Увидев, что я голоден, он велел Кору дать мне выдолбленную тыкву, наполненную козьим молоком, и печеное черепашье яйцо. Я, несмотря на голод, выпил лишь несколько глотков молока. Вскоре я почувствовал усталость и заснул.
На другой день Зигфрид, когда я проснулся, с чувством злорадства сказал мне:
— Какой ты, чужеземец, стал старый!
Я попробовал найти какой-нибудь блестящий предмет, способный заменить зеркало, но такого не оказалось.
В течение нескольких недель я медленно оправлялся после перенесенной болезни.

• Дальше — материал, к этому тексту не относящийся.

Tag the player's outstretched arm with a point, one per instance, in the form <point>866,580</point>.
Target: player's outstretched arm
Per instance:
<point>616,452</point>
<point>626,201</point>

Зигфрид как-то сообщил мне, что среди вождей есть два знахаря, которые умеют лечить все болезни, но он не позвал ко мне ни одного из них, так как оба знахаря поддерживают Германа.
— Если бы я к тебе подпустил их, — сказал Зигфрид, — они бы вселили в тебя беса или просто подсыпали какого-либо дьявольского зелья…
Я в душе был благодарен Зигфриду за то, что он оставил меня без этой сомнительной медицинской помощи.
Оправившись и окрепнув, я решил посетить гору испытуемых, по которой соскучился. Этот холм представлял собой единственное место на острове, где относительно легко дышалось. Мне к тому же хотелось переброситься несколькими словами с Угольфом, которого я очень давно не видел. Когда я подымался по крутой тропинке, ведшей к вершине холма, неожиданно почувствовал сильное головокружение и слабость, так что вынужден был на несколько минут присесть. Отдохнув и собрав силы, я продолжал свой путь.
В то время, когда я сидел на камне, мне пришла в голову мысль, меня ошеломившая: жив ли еще Угольф и не расправились ли с ним младшие вожди, наблюдавшие за испытуемыми. Если с Угольфом что-либо случилось, это будет означать, что я потерял единственное существо на острове, к которому питал искреннюю симпатию.